Twenty-one year 12 (lower sixth) students from maintained schools from across the country, and their teachers, attended the event.
Dr Paul Chirico, Senior Tutor, said: ‘Fitzwilliam has a history of pioneering access initiatives, and this event was designed to help students and their teachers from maintained-sector schools find out more about studying English at Cambridge and, in particular, at Fitzwilliam College. It also offered delegates considering reading English at degree level a sense of what it might be like to attend university lectures and supervisions.’
Admissions Tutor Dr Sara Owen welcomed the students to the College and gave an overview of the Cambridge admissions process, and then three Fitzwilliam English Fellows gave mini-lectures on topics showcasing some of the more recent, exciting developments in their research fields and in the teaching of English at Cambridge.
Dr Kasia Boddy, Director of Studies in English, specialises in Modern American fiction and cultural history and spoke on ‘Poetry and Painting: Interconnections’. Dr Hero Chalmers, Director of Studies and undergraduate tutor with a special interest in seventeenth-century literature, politics and women's writing spoke on: ‘Shakespeare’s Things: Renaissance Literature and Material Culture’. Dr Paul Chirico, Senior Tutor, whose area of expertise is literature of the eighteenth century and Romantic periods asked ‘Did Romanticism Happen?’.
Dr Chirico said: ‘Studying English at Cambridge is challenging. The mini-lecture part of the programme was designed to provide a stimulus to students wanting to extend their thinking beyond the core elements of their A-Level syllabus.’

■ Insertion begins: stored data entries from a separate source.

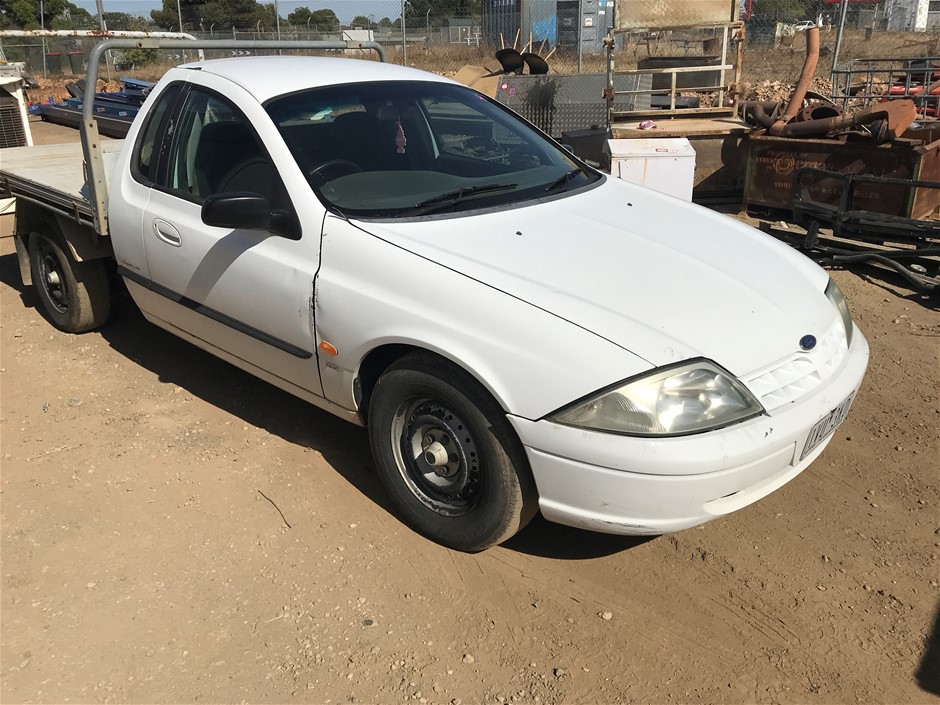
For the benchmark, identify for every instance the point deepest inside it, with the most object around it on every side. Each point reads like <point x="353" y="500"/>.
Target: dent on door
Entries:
<point x="166" y="232"/>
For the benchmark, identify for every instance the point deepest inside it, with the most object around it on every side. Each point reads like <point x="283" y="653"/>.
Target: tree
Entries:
<point x="75" y="18"/>
<point x="121" y="20"/>
<point x="319" y="20"/>
<point x="202" y="14"/>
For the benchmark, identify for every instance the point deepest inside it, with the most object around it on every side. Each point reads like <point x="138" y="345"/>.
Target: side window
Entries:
<point x="215" y="151"/>
<point x="148" y="148"/>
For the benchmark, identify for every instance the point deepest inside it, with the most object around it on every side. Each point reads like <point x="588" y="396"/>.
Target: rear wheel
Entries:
<point x="447" y="455"/>
<point x="73" y="295"/>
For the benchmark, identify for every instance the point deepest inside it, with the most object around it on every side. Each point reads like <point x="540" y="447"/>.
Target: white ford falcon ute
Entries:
<point x="518" y="331"/>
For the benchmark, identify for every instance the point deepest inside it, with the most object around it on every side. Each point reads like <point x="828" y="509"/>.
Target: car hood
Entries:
<point x="662" y="278"/>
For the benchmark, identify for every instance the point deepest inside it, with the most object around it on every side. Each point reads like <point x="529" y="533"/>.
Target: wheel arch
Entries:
<point x="81" y="239"/>
<point x="379" y="359"/>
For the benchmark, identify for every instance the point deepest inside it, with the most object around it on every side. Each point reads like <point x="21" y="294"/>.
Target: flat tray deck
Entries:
<point x="53" y="174"/>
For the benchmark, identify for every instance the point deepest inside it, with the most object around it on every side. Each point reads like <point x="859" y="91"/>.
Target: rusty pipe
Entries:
<point x="899" y="114"/>
<point x="803" y="84"/>
<point x="756" y="111"/>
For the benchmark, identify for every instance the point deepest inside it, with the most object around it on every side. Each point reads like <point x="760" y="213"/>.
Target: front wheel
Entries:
<point x="74" y="295"/>
<point x="447" y="456"/>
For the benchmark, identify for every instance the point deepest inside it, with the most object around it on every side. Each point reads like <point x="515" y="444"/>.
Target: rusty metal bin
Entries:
<point x="773" y="162"/>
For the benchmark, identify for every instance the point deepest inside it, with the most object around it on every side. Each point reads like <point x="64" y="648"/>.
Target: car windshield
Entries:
<point x="413" y="148"/>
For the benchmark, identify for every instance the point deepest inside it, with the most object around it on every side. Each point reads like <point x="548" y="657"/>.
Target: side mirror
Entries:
<point x="249" y="211"/>
<point x="236" y="210"/>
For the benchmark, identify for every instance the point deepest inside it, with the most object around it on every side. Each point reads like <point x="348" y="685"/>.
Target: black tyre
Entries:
<point x="73" y="295"/>
<point x="447" y="456"/>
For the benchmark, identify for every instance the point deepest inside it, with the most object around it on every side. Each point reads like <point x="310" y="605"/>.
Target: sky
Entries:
<point x="131" y="7"/>
<point x="344" y="9"/>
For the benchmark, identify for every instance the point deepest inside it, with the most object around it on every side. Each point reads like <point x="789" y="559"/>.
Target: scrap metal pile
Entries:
<point x="812" y="115"/>
<point x="871" y="175"/>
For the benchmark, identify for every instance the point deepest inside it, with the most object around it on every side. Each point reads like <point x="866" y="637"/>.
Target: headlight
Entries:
<point x="695" y="396"/>
<point x="834" y="294"/>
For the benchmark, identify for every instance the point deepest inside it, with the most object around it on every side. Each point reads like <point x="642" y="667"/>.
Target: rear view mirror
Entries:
<point x="250" y="211"/>
<point x="236" y="210"/>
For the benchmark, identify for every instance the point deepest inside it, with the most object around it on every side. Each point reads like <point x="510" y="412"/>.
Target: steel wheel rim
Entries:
<point x="52" y="279"/>
<point x="453" y="488"/>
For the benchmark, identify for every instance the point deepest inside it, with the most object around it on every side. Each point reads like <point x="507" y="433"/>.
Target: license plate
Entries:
<point x="826" y="425"/>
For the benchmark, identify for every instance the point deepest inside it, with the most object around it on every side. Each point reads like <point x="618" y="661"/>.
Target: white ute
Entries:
<point x="518" y="331"/>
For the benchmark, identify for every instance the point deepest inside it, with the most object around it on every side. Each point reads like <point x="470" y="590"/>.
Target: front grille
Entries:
<point x="12" y="133"/>
<point x="801" y="373"/>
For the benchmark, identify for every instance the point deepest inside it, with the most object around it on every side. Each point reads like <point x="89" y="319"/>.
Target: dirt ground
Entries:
<point x="174" y="530"/>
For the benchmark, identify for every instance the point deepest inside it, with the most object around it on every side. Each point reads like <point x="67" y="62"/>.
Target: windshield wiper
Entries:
<point x="568" y="176"/>
<point x="452" y="197"/>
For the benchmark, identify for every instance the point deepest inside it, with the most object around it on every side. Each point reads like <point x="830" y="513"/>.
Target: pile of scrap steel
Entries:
<point x="114" y="110"/>
<point x="871" y="176"/>
<point x="812" y="115"/>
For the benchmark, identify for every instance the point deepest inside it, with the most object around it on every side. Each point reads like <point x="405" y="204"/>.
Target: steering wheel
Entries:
<point x="332" y="169"/>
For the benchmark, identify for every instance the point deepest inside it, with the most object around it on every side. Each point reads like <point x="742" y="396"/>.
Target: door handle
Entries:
<point x="167" y="233"/>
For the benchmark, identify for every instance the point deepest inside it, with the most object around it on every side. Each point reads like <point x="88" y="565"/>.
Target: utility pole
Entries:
<point x="104" y="28"/>
<point x="42" y="25"/>
<point x="404" y="45"/>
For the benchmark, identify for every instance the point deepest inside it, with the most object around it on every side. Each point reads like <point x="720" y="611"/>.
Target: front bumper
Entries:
<point x="628" y="485"/>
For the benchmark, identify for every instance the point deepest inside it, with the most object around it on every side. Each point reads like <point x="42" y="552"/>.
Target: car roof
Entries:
<point x="268" y="76"/>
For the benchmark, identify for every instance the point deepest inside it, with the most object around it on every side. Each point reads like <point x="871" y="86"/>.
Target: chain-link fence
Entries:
<point x="442" y="36"/>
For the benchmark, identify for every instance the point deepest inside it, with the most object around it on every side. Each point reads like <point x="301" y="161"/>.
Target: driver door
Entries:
<point x="245" y="295"/>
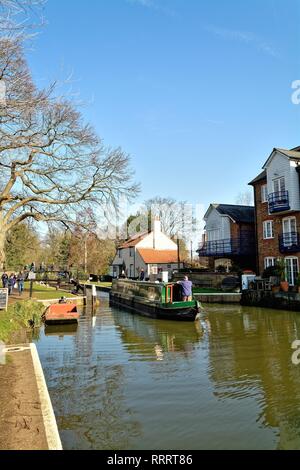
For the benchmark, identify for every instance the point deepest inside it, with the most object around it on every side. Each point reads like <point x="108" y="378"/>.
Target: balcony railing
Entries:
<point x="289" y="242"/>
<point x="279" y="202"/>
<point x="242" y="246"/>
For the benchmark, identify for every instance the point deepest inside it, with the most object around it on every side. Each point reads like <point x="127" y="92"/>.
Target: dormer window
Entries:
<point x="279" y="185"/>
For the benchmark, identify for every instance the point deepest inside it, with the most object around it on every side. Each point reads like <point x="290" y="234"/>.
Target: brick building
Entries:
<point x="229" y="236"/>
<point x="277" y="212"/>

Schools Liaison Officer Aemilia McDonnell said: ‘At the heart of the Cambridge way of teaching are small-group discussions - called supervisions. Our year 12 visitors also experienced this aspect of the Cambridge teaching and learning environment by taking part in small-group discussions centred on practical criticism with current Fitzwilliam English undergraduate students.’

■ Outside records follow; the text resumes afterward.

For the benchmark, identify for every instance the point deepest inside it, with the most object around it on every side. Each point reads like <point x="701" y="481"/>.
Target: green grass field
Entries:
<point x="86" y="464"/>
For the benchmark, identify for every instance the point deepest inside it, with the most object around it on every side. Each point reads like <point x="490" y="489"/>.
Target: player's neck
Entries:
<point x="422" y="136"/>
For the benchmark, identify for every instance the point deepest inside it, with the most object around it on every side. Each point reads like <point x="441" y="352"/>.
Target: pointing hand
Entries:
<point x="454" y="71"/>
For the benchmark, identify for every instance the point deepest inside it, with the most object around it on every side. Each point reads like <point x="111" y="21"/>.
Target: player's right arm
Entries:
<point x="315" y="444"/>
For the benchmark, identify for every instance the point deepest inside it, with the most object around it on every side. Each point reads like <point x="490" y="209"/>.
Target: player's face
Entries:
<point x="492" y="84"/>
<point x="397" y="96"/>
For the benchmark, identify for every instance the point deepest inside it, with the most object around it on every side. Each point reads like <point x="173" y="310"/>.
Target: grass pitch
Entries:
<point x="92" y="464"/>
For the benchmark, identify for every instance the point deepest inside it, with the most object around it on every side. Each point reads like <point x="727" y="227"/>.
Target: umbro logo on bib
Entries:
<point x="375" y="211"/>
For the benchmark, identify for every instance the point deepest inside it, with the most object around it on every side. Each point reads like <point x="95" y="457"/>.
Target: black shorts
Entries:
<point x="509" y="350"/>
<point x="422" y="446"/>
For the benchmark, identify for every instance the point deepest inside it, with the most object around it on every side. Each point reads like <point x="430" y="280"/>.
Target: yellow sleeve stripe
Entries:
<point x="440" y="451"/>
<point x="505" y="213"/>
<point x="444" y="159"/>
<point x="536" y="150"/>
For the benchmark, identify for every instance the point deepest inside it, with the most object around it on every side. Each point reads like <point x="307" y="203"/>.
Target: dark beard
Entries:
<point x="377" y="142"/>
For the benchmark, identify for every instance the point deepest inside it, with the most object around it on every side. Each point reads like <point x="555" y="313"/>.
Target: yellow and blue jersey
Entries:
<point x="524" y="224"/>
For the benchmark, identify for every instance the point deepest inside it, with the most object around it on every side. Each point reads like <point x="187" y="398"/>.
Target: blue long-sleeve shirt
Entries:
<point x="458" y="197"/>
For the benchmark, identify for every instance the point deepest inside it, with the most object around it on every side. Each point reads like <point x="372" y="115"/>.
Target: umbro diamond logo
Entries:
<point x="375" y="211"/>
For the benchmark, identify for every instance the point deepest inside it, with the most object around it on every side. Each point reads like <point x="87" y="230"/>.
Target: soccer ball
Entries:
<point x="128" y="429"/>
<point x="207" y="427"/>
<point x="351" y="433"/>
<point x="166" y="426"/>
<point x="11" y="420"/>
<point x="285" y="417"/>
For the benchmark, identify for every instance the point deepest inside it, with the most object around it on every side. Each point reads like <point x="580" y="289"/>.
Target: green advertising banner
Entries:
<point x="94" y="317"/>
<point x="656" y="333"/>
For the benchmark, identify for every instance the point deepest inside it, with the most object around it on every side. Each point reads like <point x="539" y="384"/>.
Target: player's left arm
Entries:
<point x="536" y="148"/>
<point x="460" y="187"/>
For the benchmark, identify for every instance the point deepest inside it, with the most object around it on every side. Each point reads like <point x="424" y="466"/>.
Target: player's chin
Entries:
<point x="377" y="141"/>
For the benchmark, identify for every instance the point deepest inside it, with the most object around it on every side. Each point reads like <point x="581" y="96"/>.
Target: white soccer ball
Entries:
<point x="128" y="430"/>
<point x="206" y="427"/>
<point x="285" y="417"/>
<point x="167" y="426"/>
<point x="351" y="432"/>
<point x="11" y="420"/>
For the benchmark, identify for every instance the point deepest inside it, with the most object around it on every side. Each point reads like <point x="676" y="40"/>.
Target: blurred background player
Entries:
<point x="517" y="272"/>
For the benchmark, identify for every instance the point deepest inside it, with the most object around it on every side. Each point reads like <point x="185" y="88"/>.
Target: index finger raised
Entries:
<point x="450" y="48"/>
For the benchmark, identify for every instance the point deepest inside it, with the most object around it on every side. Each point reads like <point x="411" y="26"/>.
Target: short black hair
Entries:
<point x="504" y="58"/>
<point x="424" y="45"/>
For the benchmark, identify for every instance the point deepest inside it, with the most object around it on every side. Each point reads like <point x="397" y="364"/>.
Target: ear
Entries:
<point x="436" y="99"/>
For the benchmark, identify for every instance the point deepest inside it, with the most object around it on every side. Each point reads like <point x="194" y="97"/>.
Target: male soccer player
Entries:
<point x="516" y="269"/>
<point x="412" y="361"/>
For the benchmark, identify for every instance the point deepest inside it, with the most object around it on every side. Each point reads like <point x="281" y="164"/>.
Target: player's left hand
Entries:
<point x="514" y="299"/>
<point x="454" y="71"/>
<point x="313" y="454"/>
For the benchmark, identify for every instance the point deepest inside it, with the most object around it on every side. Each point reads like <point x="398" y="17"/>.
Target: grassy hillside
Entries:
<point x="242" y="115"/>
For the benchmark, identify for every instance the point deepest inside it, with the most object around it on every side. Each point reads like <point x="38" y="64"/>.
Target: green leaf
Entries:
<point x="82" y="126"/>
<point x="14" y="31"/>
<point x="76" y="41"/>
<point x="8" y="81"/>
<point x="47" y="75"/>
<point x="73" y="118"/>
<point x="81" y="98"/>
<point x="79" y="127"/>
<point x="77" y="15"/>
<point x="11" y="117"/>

While students were involved in discussions, teachers had an opportunity to ask further questions of the Senior Tutor and English Fellows.

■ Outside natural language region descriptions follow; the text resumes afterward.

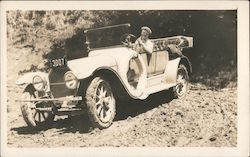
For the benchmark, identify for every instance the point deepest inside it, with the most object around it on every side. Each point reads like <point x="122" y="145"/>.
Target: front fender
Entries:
<point x="27" y="78"/>
<point x="84" y="67"/>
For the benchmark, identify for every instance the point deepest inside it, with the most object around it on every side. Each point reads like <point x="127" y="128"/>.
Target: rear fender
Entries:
<point x="27" y="78"/>
<point x="185" y="61"/>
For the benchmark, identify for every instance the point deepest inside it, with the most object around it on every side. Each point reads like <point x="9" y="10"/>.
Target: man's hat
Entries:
<point x="147" y="29"/>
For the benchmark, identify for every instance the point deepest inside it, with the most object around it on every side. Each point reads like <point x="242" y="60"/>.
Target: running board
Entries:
<point x="155" y="89"/>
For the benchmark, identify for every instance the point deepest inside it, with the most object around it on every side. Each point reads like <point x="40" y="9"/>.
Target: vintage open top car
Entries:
<point x="110" y="69"/>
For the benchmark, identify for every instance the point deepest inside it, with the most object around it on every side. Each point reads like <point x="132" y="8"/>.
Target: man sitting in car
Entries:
<point x="143" y="43"/>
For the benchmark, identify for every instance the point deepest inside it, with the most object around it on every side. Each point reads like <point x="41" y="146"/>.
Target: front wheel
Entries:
<point x="181" y="88"/>
<point x="32" y="116"/>
<point x="100" y="103"/>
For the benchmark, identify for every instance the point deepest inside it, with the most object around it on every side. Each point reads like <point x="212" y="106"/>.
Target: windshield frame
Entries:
<point x="88" y="31"/>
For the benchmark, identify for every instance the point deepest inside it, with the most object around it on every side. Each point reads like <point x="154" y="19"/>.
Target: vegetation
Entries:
<point x="214" y="56"/>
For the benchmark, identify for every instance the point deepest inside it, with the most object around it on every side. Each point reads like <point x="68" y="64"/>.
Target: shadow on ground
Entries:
<point x="81" y="124"/>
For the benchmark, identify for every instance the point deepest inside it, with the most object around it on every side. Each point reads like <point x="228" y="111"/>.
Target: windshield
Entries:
<point x="106" y="36"/>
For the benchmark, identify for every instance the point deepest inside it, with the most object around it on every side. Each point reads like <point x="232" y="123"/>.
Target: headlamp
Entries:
<point x="70" y="79"/>
<point x="38" y="83"/>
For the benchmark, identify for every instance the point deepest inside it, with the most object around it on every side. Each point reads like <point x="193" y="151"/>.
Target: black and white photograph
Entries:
<point x="127" y="77"/>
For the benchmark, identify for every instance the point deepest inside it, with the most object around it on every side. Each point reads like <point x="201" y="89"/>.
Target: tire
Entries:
<point x="182" y="87"/>
<point x="32" y="116"/>
<point x="101" y="104"/>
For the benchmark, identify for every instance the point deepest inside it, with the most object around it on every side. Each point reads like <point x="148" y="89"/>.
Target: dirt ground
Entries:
<point x="205" y="118"/>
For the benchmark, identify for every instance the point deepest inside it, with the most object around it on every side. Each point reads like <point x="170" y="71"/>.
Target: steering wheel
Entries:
<point x="128" y="39"/>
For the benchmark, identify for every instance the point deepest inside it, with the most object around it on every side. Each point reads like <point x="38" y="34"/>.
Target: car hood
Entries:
<point x="110" y="51"/>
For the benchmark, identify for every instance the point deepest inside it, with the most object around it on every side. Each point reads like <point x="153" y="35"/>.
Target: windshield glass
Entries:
<point x="106" y="36"/>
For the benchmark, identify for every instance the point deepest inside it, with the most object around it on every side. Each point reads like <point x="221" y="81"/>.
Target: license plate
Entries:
<point x="58" y="62"/>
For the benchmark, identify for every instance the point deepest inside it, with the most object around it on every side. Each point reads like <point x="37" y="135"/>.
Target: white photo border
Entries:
<point x="242" y="8"/>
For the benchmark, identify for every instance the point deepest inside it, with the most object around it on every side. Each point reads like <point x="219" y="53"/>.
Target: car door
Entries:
<point x="149" y="60"/>
<point x="161" y="59"/>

Giving feedback, one teacher said: ‘The lectures were the part of the day that I most enjoyed - Fitzwilliam really stood out as being a friendly, egalitarian college.’
Fitz Fellow Dr Chalmers said: ‘It was such a pleasure to spend a day with the students and teachers who attended the conference. We were all enormously impressed by the level of engagement shown by the visiting students, especially in their questions after the mini-lectures and in their contributions to discussing an unseen poem with some of our own English students in small groups. Our students commented on how willing the participants were to take part in discussion and on the insightful nature of their contributions. We look forward to our hosting a similar event next year.’